Release notes

ellie timoney ellie at fastmail.com
Sun May 10 21:59:28 EDT 2015


Hi,

So, Cyrus 2.5 releases have been taking me way too long.  

2.5.1 was mostly delayed by learning the process and gaining access to
things (unsurprising for my first release).

2.5.2 is being held up by writing release notes -- and chasing up
user-level descriptions of what our changes are doing.  This is made
difficult partly by me only working on Cyrus a few days a week, and
partly by me being in a timezone that means my working hours rarely
coincide with other developers', meaning that everything I need to ask
about ends up being a few days round trip.  This means that when we
decide "yes, we need to do a new release", the new release isn't making
it out until like a week later -- not cool.
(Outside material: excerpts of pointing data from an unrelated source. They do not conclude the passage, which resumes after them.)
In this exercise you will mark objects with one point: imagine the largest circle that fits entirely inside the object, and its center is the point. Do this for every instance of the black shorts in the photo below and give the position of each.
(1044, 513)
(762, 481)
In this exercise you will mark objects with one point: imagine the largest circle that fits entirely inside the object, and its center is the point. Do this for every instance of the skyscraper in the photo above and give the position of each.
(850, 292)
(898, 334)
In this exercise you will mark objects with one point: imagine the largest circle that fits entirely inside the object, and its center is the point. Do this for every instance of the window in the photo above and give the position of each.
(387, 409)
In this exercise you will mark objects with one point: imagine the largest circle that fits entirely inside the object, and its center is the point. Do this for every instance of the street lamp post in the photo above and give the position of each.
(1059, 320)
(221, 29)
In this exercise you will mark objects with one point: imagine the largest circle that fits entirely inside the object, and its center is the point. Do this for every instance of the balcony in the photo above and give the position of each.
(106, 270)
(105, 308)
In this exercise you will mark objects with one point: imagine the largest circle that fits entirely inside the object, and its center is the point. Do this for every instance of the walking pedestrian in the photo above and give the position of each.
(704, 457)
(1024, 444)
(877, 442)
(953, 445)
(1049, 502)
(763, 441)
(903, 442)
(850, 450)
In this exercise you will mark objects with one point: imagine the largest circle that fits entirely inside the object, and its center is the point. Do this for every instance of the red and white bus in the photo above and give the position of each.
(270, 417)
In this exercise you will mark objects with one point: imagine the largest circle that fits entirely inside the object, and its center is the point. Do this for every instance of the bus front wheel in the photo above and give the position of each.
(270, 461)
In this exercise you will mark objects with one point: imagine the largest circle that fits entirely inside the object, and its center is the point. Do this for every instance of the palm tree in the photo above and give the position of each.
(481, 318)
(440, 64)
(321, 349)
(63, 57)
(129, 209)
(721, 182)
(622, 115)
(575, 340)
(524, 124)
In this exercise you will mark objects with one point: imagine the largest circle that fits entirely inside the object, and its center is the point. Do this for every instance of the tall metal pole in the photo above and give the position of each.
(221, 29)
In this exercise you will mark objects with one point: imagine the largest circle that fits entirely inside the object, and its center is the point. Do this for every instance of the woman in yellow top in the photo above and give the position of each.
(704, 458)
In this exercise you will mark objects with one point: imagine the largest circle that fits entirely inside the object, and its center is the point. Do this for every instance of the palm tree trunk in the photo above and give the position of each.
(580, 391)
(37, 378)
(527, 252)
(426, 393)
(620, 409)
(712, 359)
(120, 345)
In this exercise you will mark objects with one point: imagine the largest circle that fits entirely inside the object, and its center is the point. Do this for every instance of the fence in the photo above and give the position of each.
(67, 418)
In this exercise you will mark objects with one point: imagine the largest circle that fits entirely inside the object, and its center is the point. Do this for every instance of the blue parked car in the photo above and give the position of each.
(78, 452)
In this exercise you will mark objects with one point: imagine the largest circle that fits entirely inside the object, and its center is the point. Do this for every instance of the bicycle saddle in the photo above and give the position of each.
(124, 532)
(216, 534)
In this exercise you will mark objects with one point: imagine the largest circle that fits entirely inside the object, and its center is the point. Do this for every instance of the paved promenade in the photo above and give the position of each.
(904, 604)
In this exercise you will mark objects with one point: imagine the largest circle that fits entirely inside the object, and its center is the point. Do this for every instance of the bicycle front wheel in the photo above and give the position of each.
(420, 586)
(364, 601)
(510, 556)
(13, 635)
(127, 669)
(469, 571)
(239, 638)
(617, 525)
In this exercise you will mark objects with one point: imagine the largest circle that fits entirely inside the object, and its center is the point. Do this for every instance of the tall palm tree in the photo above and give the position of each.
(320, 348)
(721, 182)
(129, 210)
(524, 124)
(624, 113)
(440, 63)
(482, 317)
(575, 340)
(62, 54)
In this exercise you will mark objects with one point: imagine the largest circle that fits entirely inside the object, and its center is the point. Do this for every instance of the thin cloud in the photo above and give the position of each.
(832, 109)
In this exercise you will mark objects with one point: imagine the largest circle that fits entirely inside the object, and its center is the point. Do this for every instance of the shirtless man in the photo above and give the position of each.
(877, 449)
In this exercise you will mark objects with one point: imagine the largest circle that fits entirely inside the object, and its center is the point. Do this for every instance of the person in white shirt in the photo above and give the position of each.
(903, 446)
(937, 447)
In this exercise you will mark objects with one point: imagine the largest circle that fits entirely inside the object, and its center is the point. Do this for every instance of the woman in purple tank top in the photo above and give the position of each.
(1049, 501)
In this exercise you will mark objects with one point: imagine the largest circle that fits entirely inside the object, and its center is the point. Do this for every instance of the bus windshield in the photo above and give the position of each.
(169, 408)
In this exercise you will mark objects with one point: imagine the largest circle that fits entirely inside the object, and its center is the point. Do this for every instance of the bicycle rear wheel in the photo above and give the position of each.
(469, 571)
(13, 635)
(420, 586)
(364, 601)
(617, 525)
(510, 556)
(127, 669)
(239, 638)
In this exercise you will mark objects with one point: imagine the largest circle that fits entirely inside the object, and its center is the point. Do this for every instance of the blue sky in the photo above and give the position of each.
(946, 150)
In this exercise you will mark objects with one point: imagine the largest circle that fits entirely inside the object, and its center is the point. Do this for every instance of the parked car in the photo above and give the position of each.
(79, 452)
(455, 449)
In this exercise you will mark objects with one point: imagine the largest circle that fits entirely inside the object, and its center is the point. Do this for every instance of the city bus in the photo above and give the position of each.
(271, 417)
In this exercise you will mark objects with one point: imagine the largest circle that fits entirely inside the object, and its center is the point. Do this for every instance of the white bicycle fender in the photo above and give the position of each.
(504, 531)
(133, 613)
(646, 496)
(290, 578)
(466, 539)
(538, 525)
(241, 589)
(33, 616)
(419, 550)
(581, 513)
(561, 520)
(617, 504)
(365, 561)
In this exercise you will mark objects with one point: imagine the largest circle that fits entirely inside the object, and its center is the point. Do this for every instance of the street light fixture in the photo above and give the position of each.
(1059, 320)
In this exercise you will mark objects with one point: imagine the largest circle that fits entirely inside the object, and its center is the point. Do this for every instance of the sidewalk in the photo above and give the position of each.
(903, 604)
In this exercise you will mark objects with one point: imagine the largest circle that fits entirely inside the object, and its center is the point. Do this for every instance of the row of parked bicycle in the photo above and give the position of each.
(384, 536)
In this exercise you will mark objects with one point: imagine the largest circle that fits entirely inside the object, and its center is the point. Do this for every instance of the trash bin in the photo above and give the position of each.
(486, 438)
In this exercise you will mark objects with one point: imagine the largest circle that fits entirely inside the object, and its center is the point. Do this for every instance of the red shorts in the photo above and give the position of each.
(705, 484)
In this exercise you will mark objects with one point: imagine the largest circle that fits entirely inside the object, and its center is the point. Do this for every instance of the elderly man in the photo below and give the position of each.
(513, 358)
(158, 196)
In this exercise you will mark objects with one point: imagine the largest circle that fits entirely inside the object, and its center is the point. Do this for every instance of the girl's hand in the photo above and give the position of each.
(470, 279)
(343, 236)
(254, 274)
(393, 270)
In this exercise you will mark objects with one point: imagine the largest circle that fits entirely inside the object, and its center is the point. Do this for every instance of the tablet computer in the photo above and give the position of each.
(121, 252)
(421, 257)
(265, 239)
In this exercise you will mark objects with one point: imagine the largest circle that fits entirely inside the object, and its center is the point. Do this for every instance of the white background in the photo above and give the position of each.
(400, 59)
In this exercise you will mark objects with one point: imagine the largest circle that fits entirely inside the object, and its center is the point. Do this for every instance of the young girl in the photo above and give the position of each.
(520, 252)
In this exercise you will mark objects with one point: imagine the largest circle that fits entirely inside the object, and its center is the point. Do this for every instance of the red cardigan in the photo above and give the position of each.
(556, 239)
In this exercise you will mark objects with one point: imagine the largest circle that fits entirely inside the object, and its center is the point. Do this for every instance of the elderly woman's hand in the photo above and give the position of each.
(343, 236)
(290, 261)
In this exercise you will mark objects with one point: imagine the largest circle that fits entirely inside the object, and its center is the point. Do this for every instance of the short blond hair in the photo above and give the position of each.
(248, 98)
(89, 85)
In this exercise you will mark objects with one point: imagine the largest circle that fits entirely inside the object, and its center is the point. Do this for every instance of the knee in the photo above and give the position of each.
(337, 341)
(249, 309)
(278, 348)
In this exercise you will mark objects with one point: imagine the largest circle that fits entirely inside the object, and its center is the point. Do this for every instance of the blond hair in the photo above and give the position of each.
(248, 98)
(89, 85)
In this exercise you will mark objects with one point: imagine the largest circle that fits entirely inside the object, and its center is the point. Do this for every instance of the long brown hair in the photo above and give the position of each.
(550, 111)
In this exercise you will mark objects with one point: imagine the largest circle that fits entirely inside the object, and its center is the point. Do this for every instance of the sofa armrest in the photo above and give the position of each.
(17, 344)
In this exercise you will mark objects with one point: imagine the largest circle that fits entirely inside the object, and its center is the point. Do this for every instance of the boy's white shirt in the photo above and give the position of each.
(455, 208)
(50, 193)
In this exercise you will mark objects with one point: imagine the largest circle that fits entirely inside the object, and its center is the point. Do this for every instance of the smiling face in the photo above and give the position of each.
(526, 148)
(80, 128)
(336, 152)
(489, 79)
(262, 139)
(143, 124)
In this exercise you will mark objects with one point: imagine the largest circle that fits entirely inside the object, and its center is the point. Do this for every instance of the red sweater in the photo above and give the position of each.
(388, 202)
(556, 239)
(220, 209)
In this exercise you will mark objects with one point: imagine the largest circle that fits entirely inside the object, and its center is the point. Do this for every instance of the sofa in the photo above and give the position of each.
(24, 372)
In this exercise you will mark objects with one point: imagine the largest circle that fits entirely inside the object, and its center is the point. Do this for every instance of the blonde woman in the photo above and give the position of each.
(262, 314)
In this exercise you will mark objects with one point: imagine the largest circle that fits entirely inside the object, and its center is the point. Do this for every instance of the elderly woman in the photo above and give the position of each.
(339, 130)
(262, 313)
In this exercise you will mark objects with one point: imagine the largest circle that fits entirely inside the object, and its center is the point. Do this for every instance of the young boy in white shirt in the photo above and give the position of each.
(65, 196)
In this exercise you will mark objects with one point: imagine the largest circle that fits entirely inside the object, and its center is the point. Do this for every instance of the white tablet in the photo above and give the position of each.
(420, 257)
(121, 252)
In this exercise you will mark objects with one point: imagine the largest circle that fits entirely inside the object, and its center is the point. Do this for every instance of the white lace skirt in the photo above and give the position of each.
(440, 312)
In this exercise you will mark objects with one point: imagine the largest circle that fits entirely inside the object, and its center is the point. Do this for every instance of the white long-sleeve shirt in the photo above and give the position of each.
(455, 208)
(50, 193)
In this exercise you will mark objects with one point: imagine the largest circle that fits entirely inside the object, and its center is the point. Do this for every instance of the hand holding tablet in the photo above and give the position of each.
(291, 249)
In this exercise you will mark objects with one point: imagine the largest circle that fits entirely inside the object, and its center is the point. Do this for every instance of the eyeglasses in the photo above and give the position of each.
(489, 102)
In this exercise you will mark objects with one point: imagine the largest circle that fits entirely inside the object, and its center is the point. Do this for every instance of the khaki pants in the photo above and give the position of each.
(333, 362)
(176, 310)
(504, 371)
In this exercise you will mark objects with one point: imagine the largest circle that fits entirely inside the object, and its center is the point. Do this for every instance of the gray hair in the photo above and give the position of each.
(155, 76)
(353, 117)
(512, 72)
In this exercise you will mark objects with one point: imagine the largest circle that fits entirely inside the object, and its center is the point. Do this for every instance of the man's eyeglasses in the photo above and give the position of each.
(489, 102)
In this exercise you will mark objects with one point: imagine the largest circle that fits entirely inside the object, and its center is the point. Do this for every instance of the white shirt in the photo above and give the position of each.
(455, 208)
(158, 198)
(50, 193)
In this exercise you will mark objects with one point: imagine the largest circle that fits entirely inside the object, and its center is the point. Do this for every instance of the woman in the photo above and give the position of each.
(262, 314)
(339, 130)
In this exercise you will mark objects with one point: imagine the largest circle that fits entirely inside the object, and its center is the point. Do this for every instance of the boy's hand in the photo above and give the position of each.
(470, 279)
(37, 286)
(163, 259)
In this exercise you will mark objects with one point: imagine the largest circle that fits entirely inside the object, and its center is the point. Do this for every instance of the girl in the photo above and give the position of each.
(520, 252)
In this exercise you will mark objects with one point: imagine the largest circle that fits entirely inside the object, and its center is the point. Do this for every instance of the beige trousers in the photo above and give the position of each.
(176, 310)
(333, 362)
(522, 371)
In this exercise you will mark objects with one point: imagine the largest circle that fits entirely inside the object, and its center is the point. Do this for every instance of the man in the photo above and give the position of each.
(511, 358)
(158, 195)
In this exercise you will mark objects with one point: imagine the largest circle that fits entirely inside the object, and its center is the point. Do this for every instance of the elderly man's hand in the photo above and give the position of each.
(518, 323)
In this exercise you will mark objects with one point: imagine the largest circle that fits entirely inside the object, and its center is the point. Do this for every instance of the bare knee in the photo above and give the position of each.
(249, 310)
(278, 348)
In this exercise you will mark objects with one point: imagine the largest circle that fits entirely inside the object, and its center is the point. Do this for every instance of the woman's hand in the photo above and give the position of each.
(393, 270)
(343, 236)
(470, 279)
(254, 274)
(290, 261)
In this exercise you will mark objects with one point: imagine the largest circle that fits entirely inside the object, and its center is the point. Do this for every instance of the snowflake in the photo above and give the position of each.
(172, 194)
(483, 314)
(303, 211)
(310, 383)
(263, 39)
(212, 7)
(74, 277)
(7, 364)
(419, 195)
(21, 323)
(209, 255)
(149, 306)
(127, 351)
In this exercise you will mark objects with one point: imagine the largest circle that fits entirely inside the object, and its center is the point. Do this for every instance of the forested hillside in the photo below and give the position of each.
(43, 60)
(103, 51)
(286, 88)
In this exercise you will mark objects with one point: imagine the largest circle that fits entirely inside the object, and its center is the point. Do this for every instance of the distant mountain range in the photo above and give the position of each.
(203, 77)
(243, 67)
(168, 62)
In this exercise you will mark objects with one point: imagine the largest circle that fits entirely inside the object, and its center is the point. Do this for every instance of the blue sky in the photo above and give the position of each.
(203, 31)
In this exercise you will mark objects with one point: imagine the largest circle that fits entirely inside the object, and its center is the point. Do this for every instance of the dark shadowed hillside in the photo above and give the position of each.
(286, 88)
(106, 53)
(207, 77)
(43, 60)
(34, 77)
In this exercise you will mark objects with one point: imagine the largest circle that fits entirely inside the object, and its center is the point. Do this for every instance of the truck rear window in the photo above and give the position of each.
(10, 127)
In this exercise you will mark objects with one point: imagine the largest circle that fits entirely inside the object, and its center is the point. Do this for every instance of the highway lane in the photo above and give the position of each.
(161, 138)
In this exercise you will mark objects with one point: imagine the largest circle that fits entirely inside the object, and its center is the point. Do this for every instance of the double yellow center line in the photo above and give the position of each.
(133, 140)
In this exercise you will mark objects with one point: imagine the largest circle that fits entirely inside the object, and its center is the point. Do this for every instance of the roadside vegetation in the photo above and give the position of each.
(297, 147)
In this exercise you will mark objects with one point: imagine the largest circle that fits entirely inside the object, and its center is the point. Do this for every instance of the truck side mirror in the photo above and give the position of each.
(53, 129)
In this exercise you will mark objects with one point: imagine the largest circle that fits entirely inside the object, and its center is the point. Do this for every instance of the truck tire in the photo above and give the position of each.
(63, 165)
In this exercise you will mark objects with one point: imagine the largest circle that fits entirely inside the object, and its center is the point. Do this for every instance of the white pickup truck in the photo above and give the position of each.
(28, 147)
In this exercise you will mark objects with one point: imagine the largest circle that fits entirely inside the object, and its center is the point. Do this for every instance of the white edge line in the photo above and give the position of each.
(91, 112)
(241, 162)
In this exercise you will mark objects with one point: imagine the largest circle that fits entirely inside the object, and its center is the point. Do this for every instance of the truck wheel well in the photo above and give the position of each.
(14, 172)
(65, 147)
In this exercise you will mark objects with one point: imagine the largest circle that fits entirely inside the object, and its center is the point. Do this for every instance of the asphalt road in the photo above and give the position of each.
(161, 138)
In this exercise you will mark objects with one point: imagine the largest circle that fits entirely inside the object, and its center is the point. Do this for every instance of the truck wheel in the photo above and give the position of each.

So from 2.5.2 on, I'm going to be checking the cyrus-imapd-2.5 branch
every day I'm on Cyrus, and drafting release notes for new commits as
they appear.  If I can't tell from the commit log or related maniphest
task(s) how to distill your change down to something suitable for
inclusion in the release notes (such as "fixed bug: no longer flurbl
when condition"), I'll email you about it.  Please respond promptly.

I'll also be creating a "Release 2.5.x" task in maniphest for the next
release as part of the release process.  If it's critical that your
change be included in the next release, please make sure it has an
associated maniphest task, and mark it as blocking the Release task.

When we decide that it's time to release, if there are commits on
cyrus-imapd-2.5 that I don't already have and can't easily determine how
to write a release note for, and the developer isn't responding to my
email, and if they aren't marked as blocking the release, then I'm
probably going to revert them, release, and then re-revert them (so
they'll end up delayed till the next release.)  But hopefully this won't
happen that often.

I don't think there's a problem with our commit messages -- they're
generally pretty descriptive of what's being done, from a developer
perspective, which is as they should be.  But release notes are for
users and need to be useful from their perspective, and it's not always
obvious from a developer-centric commit message what the ramification
for the user will be (especially when you're me and still learning the
code base).

Over time I'm hoping that we'll get to a point where commit messages
and/or maniphest tasks generally just already contain a suitable
description of their user-visible ramifications (if any), but I figure
we'll work towards that rather than suddenly mandate it.